Data cleaning has been painful forever. LLMs change the economics — fuzzy matching, entity resolution, format standardization at scale that previously required expensive rule-based systems or manual work. Used thoughtfully, AI accelerates cleaning significantly; used naively, it produces plausible-but-wrong outputs. This post is the patterns that work for AI-assisted data cleaning.
Deduplication
Fuzzy matching. 'John Smith' vs 'Jon Smith' vs 'John Smith Jr.' Rule-based fuzzy matching works; LLM-augmented context-aware matching works better for complex cases.
Entity resolution. Same entity across sources with different representations. Company databases: 'IBM' vs 'International Business Machines' vs 'I.B.M.'
Embedding similarity. Convert entities to embeddings; cluster by similarity. Good for bulk operations.
Human review for uncertain matches. Low-confidence pairs flagged for human decision.
Standardization
Address parsing. Breaking '123 Main Street, Apt 4B, Cityville, ST 12345' into structured components. AI handles many formats better than regex.
Name canonicalization. 'Dr. Jane Smith, MD' → 'Jane Smith'. Removing honorifics, handling variants.
Date/number format. Input in various formats; output in single canonical format. AI robust to edge cases.
Phone number standardization. International formats, extensions, country codes.
Enrichment
Missing field inference. Given available fields, infer missing ones. Industry code from company description; gender from name; category from product description.
Category assignment. Classify items into taxonomy. Products to categories, documents to topics.
Validation against rules. Check data against business rules; flag violations. AI detects subtle violations rule-based systems miss.
External data joins. Match records against external databases (company data, geographic data).
Risk controls — where AI cleaning goes wrong
Sample validation before trusting at scale. Run on 1000 records; manually validate 100. Quality acceptable? Scale up. Quality poor? Refine prompt or approach.
Confidence thresholds. Low-confidence AI decisions flagged for human review. High-confidence automated.
Audit trail. Track which cells were AI-modified, by which model, with what confidence. Reconstruct decisions; detect systematic issues.

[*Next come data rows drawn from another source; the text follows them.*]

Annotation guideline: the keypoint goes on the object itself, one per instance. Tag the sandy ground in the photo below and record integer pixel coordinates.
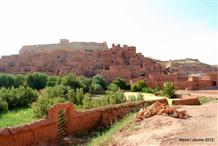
(199, 129)
(207, 93)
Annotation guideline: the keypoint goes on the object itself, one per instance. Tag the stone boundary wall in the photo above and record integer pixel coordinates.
(77, 121)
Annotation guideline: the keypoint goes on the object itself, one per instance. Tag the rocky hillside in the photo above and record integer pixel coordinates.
(187, 66)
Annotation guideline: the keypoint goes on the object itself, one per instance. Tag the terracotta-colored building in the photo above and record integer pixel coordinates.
(83, 58)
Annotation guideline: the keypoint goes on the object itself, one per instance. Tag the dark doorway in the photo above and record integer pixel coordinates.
(214, 83)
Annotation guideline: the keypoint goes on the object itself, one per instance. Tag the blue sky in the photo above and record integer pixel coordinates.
(161, 29)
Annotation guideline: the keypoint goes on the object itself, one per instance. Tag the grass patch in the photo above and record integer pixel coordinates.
(100, 138)
(146, 96)
(204, 99)
(16, 117)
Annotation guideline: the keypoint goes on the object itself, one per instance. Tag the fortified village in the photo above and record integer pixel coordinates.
(91, 58)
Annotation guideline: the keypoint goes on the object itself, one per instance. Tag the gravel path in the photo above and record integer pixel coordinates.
(199, 129)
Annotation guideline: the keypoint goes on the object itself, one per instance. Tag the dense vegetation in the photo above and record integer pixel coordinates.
(168, 89)
(41, 91)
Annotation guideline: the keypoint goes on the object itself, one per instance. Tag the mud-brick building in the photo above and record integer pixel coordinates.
(82, 58)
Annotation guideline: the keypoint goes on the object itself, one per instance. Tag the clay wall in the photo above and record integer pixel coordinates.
(77, 121)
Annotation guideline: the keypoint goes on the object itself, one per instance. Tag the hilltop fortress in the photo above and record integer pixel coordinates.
(91, 58)
(83, 58)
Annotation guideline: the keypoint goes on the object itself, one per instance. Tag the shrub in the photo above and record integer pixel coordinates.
(36, 80)
(26, 96)
(53, 81)
(139, 97)
(88, 102)
(19, 80)
(71, 80)
(3, 105)
(113, 87)
(85, 83)
(121, 83)
(168, 90)
(138, 86)
(147, 90)
(43, 104)
(6, 80)
(18, 97)
(132, 98)
(135, 98)
(98, 83)
(57, 91)
(115, 97)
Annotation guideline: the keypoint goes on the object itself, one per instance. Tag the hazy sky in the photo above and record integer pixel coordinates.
(161, 29)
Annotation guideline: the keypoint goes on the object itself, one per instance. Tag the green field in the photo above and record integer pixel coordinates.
(16, 117)
(146, 96)
(102, 138)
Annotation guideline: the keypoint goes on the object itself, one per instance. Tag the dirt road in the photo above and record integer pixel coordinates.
(200, 129)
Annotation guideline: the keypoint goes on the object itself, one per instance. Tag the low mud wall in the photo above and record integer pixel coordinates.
(77, 121)
(186, 100)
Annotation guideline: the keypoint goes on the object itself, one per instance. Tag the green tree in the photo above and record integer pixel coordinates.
(3, 105)
(138, 86)
(85, 83)
(6, 80)
(98, 83)
(71, 80)
(115, 97)
(36, 80)
(43, 104)
(121, 83)
(53, 81)
(19, 80)
(113, 87)
(168, 90)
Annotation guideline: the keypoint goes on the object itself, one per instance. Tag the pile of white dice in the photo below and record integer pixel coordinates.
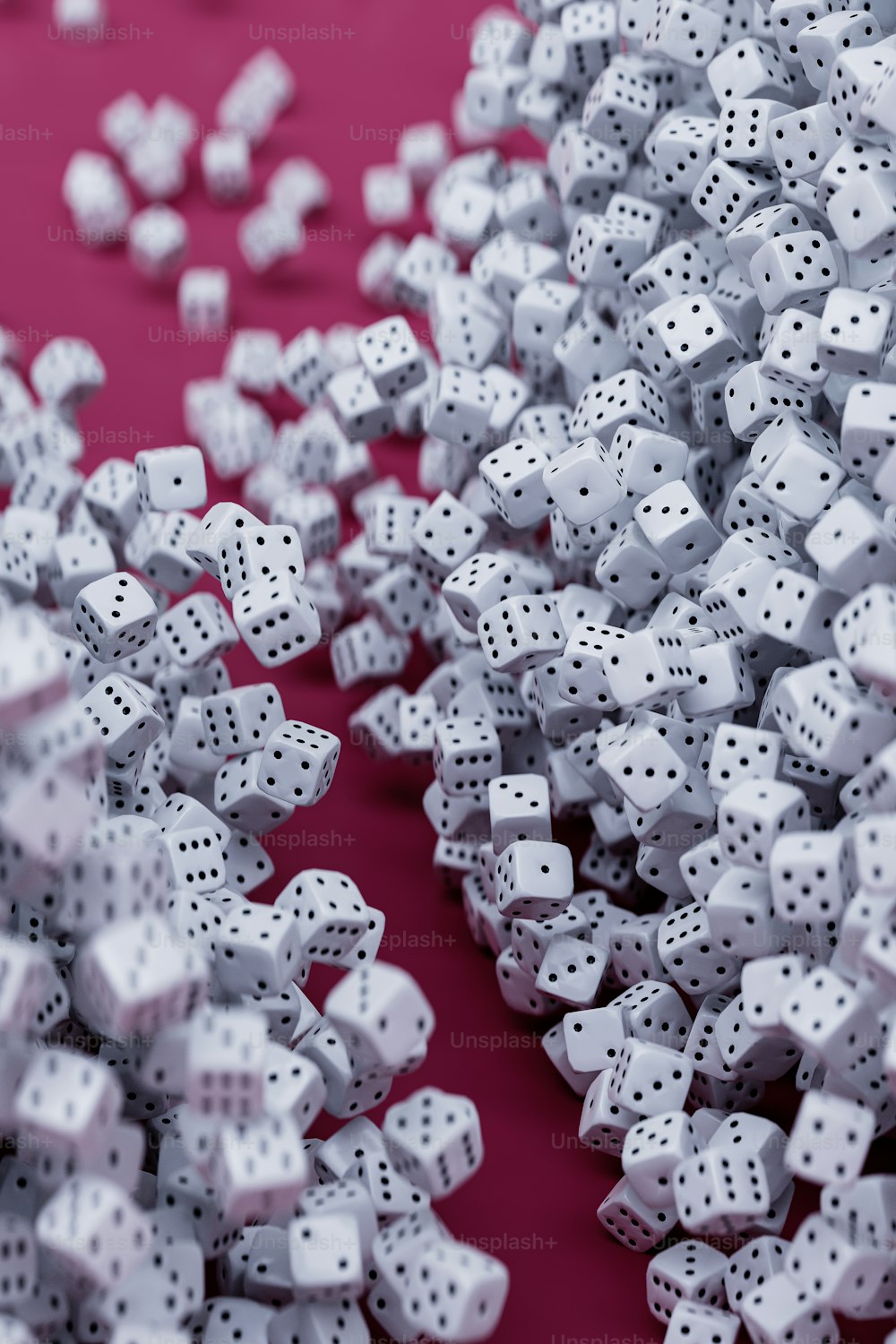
(659, 578)
(161, 1062)
(659, 582)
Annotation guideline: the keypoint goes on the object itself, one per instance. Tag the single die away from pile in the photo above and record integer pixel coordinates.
(653, 559)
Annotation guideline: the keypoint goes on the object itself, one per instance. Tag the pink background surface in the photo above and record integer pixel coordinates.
(370, 70)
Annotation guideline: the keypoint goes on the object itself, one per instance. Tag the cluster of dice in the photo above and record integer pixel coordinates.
(152, 144)
(161, 1062)
(659, 580)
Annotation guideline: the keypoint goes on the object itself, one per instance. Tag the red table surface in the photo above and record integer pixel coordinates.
(363, 73)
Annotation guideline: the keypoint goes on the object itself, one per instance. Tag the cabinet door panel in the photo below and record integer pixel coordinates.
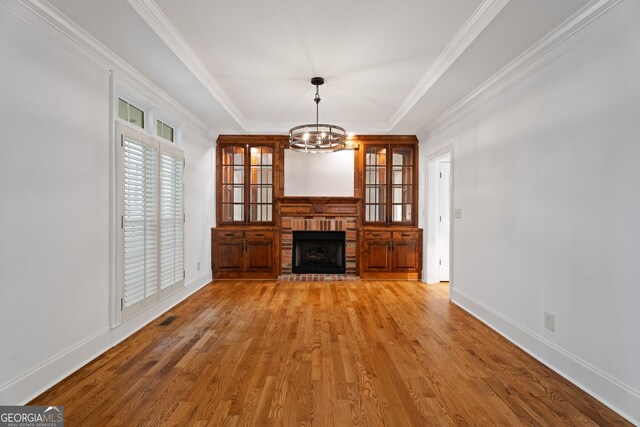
(376, 255)
(259, 255)
(228, 256)
(405, 255)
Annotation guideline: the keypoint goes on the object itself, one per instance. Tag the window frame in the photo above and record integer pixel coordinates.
(125, 129)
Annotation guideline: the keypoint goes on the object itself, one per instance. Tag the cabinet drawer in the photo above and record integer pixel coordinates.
(259, 235)
(375, 235)
(227, 235)
(405, 235)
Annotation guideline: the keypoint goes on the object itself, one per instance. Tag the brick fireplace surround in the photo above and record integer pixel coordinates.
(318, 214)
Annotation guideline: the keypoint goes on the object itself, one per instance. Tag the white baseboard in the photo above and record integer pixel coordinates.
(140, 320)
(611, 392)
(26, 387)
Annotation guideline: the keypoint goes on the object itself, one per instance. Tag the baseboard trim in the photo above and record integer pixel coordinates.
(129, 327)
(44, 376)
(25, 388)
(610, 391)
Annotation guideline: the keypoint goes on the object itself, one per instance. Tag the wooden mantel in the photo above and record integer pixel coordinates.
(322, 206)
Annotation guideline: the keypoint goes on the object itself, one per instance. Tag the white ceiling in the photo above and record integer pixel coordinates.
(243, 66)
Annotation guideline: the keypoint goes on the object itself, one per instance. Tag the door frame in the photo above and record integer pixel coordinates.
(430, 213)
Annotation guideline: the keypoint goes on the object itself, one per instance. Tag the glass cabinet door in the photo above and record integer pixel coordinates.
(232, 181)
(246, 184)
(402, 170)
(375, 185)
(261, 185)
(389, 174)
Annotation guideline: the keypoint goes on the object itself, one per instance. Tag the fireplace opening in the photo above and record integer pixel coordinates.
(320, 252)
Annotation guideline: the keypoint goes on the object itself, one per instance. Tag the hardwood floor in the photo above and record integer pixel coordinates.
(263, 353)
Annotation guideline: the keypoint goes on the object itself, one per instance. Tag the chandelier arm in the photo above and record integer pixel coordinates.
(326, 138)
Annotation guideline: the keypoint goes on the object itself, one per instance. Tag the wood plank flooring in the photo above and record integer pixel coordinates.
(262, 353)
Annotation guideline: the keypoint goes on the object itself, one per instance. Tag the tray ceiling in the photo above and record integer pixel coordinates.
(390, 67)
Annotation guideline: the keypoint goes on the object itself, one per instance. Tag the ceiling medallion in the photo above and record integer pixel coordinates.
(318, 137)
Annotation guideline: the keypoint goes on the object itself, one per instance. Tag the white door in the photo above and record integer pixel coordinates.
(443, 234)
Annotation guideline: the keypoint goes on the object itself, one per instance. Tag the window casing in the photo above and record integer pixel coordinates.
(165, 131)
(130, 113)
(151, 257)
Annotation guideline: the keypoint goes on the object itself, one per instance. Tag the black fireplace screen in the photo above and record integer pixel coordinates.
(318, 252)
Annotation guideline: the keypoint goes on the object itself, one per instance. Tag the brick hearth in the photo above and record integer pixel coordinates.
(318, 223)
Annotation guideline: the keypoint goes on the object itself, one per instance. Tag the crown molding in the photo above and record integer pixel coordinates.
(567, 35)
(151, 13)
(481, 18)
(44, 17)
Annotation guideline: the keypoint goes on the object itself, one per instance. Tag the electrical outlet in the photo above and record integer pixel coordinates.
(549, 321)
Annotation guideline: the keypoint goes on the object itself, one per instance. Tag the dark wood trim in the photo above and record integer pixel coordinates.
(319, 206)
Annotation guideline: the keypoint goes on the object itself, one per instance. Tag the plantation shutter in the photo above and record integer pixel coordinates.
(139, 222)
(171, 219)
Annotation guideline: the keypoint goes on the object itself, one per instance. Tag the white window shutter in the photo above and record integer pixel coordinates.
(171, 219)
(139, 223)
(152, 235)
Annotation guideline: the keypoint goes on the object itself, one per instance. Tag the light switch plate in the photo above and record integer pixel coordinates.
(549, 321)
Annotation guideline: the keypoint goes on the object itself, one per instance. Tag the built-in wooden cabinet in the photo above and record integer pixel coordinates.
(243, 245)
(249, 184)
(387, 253)
(238, 252)
(245, 180)
(390, 170)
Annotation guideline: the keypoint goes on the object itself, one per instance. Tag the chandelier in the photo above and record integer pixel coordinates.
(318, 137)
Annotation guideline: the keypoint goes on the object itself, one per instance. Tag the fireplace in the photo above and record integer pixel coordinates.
(321, 252)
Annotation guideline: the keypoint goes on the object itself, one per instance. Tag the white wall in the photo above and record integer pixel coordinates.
(55, 176)
(328, 174)
(547, 177)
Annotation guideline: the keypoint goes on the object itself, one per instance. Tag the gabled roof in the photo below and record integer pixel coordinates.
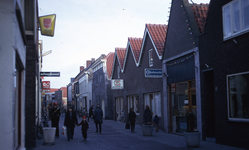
(157, 34)
(200, 13)
(135, 46)
(109, 63)
(120, 52)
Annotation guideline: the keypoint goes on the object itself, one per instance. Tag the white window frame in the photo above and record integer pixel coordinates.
(150, 57)
(228, 99)
(132, 103)
(233, 33)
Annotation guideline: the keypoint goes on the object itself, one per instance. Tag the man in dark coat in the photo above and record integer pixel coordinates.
(70, 121)
(132, 119)
(90, 112)
(55, 117)
(98, 118)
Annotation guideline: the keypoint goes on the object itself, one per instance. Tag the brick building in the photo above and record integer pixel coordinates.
(225, 74)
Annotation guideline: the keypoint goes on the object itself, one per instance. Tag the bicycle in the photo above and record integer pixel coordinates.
(121, 117)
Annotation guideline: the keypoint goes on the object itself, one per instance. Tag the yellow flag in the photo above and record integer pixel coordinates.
(47, 24)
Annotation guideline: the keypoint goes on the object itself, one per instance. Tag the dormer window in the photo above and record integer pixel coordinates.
(235, 18)
(150, 58)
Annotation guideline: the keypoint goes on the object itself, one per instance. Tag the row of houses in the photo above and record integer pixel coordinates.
(197, 63)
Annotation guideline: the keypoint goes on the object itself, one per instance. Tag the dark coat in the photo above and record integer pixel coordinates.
(84, 126)
(132, 116)
(98, 115)
(70, 122)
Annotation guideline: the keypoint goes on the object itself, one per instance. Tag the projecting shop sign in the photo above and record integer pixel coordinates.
(117, 84)
(50, 74)
(153, 73)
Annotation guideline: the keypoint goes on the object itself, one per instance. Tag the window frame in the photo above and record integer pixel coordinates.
(151, 58)
(241, 31)
(228, 99)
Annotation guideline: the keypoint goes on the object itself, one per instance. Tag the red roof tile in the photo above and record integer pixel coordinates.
(136, 44)
(109, 63)
(121, 56)
(158, 35)
(200, 13)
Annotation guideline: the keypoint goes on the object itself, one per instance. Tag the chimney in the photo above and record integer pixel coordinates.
(82, 68)
(88, 62)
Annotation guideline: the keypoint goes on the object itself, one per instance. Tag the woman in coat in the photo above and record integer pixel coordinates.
(70, 122)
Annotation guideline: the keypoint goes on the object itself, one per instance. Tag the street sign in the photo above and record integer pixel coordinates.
(153, 73)
(117, 84)
(50, 74)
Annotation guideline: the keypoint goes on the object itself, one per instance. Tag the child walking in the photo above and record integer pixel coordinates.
(84, 127)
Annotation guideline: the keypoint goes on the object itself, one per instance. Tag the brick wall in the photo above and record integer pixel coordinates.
(31, 61)
(224, 57)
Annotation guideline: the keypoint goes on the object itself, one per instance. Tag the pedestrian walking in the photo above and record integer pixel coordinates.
(55, 118)
(132, 119)
(90, 112)
(147, 115)
(98, 118)
(84, 127)
(156, 123)
(70, 122)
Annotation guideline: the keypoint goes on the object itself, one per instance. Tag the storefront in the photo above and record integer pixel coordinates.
(133, 102)
(182, 101)
(119, 106)
(182, 94)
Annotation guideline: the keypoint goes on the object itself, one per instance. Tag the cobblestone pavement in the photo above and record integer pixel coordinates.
(114, 136)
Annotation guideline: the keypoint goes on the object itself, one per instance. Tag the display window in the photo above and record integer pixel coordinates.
(183, 101)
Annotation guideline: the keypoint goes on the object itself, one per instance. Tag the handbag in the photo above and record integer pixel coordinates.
(127, 126)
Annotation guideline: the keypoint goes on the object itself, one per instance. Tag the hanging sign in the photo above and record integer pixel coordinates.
(117, 84)
(153, 73)
(47, 24)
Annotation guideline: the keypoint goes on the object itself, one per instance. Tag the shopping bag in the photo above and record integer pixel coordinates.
(127, 126)
(64, 131)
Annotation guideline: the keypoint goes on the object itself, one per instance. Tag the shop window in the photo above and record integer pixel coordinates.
(235, 18)
(119, 105)
(183, 101)
(151, 58)
(153, 100)
(133, 102)
(238, 96)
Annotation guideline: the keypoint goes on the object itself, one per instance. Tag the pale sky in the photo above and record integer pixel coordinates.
(85, 29)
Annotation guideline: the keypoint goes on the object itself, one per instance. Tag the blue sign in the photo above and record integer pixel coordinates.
(153, 73)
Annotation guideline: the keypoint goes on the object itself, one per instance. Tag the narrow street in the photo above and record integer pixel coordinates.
(114, 136)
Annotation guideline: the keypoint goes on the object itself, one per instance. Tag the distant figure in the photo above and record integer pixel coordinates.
(69, 122)
(147, 115)
(132, 119)
(55, 118)
(98, 118)
(84, 127)
(90, 112)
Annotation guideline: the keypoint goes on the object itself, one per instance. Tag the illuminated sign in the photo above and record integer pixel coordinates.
(47, 24)
(50, 74)
(117, 84)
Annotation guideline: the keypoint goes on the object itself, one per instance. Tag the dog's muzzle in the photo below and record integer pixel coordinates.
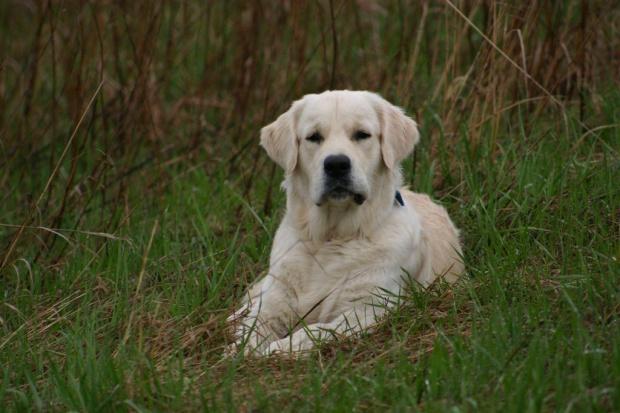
(338, 185)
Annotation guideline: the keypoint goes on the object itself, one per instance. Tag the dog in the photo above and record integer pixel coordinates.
(351, 237)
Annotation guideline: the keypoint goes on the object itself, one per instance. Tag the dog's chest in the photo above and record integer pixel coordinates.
(309, 269)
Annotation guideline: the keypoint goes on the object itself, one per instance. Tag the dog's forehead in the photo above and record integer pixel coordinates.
(347, 109)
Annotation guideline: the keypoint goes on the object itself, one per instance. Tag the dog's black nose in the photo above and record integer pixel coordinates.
(337, 166)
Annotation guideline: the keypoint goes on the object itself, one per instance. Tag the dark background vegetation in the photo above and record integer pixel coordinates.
(117, 115)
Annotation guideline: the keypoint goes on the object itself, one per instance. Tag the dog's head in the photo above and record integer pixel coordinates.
(338, 142)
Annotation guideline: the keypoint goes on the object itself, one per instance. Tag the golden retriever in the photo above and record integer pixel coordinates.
(351, 237)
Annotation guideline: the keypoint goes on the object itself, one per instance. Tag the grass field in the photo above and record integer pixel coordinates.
(136, 205)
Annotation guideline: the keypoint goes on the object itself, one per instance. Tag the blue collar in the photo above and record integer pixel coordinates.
(399, 198)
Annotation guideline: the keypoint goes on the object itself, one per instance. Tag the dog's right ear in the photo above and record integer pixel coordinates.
(280, 142)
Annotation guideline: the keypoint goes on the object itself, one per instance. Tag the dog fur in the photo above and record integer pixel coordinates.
(345, 243)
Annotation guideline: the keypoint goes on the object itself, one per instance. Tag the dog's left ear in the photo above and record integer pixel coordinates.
(399, 133)
(280, 142)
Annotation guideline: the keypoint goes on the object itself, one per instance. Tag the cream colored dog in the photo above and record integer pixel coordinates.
(351, 237)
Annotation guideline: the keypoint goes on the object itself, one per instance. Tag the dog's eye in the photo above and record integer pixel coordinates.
(359, 135)
(315, 137)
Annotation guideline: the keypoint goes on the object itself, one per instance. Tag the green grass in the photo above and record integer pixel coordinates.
(125, 309)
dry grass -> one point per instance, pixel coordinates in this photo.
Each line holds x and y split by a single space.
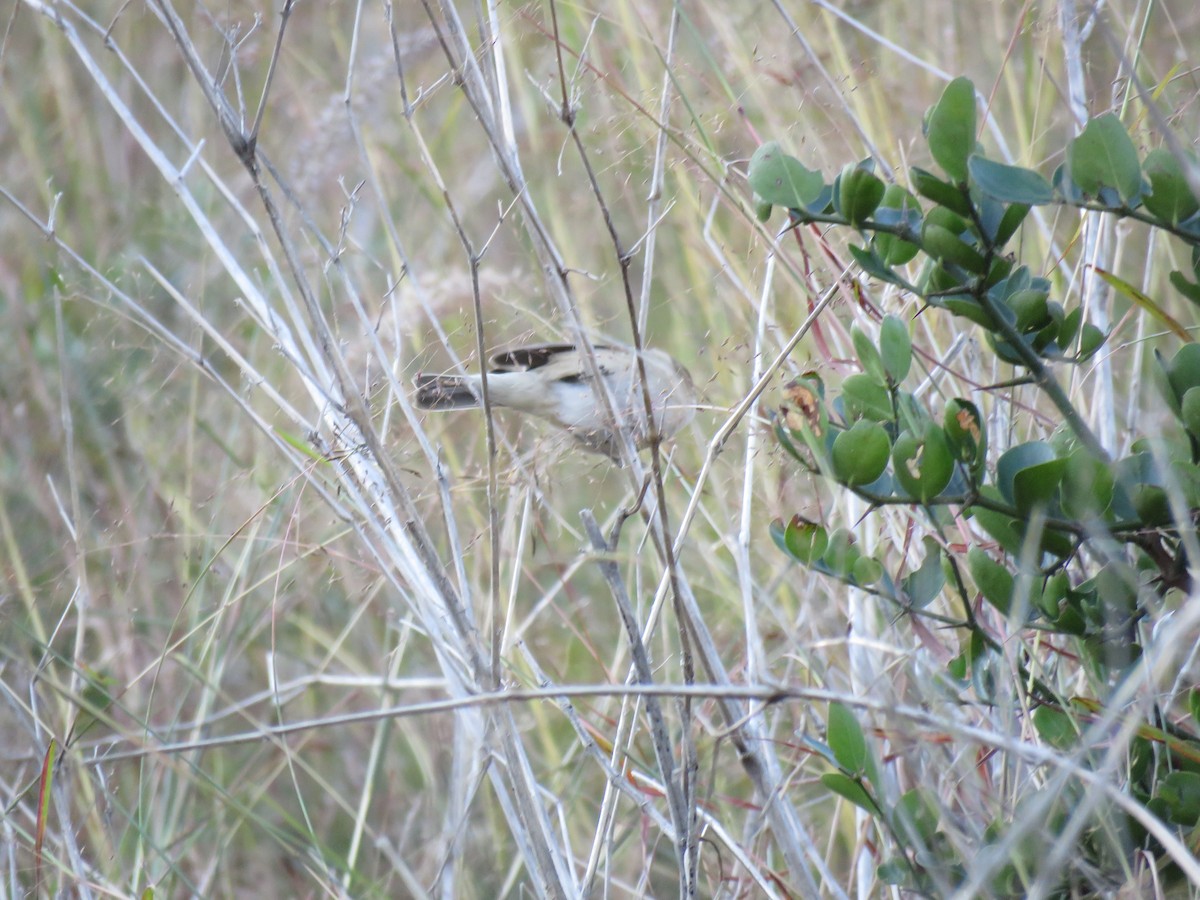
221 514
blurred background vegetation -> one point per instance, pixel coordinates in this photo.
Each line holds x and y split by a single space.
177 569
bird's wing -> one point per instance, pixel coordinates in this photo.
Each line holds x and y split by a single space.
532 355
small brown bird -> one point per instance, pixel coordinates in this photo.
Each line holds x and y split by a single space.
553 382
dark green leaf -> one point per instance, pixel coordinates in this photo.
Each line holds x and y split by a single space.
841 555
966 435
846 739
780 179
898 209
943 193
1021 456
925 583
1086 486
851 790
801 539
1037 486
951 129
1009 184
1030 309
1170 197
1055 727
995 582
868 354
942 244
859 192
876 268
861 454
895 348
864 397
923 465
1104 156
970 309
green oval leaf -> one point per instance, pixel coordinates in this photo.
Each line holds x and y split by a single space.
1009 184
859 192
923 465
895 348
849 789
1170 197
1037 486
861 454
900 209
1021 456
966 435
846 739
951 129
942 244
1104 156
995 582
802 540
868 354
925 582
1087 486
864 397
941 192
780 179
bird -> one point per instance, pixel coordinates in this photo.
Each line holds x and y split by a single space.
555 382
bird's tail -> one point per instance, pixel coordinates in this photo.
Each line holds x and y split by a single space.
444 393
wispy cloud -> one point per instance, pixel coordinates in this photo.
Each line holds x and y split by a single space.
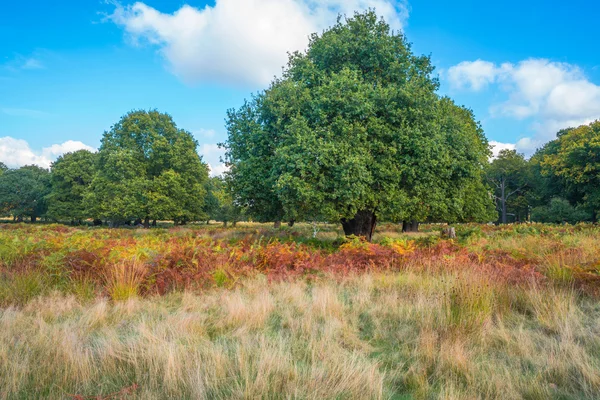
17 152
30 62
210 44
24 112
552 95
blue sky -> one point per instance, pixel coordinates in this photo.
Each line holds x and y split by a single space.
71 69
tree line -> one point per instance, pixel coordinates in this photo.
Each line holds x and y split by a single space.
354 132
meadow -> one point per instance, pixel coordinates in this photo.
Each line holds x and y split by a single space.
500 312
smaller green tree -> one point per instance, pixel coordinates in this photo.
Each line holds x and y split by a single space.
23 192
72 174
559 211
224 208
509 175
148 169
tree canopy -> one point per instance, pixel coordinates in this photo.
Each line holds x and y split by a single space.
354 131
72 174
23 192
148 169
575 159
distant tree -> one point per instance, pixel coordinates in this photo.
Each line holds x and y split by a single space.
223 208
575 160
559 211
509 174
148 169
23 192
72 174
353 132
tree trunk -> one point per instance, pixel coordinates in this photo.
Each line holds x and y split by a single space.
503 200
410 226
449 233
363 224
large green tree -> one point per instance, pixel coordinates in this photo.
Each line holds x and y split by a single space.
23 192
72 174
148 169
352 132
575 161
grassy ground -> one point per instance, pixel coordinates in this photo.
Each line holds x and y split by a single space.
503 313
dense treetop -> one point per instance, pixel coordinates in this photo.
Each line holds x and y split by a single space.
352 131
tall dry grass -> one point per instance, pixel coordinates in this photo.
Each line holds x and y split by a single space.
455 335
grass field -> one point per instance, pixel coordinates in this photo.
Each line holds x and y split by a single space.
505 312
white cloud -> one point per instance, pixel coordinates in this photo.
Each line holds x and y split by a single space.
17 152
32 63
474 75
205 133
211 154
240 41
497 147
24 112
554 95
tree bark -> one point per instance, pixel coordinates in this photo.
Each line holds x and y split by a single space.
363 224
503 200
410 226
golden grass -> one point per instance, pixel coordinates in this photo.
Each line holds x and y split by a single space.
373 336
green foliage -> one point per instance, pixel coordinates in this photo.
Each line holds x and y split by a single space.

Human-in-loop for high-stakes. Financial, legal, medical data — automate cleaning cautiously. Mistakes expensive.
AI-specific failure modes
Plausible-but-wrong outputs. AI generates reasonable-looking data that's wrong. Hard to detect without ground truth.
Inconsistent decisions. Same input, different calls, different outputs. Determinism matters for data cleaning; temperature=0 helps.
Systematic biases. AI may systematically miscategorize certain inputs. Audit for patterns in corrections.
Overreach. AI 'fixes' data that was actually correct in unusual format. Losing legitimate data variance.
Economic considerations
AI cost per record. Typically $0.001-$0.01 per record for LLM-based cleaning. At million-record scales, adds up.
Batch processing. Batch API (50% discount at most providers) for non-real-time cleaning.
Caching. Same inputs produce same outputs; cache aggressively.
Model selection. Smaller models (Haiku, GPT-4 mini) often sufficient for cleaning tasks. Much cheaper.
Pipeline integration
ETL/ELT pipeline insertion. AI cleaning steps added to existing data pipelines.
dbt models. AI-assisted transformations as dbt models.
Airflow/Dagster operators. Schedule AI cleaning steps.
MLflow lineage. Track model versions, prompts, outputs for reproducibility.
Tools
OpenRefine. Classic data cleaning; AI extensions emerging.
Trifacta (Alteryx). Visual data wrangling with ML assistance.
DIY with LangChain, LlamaIndex. Many data cleaning tasks straightforward with LLM APIs.
Specialized. Melissa (address validation), Dun & Bradstreet (company data), LinkedIn Talent Insights (people data).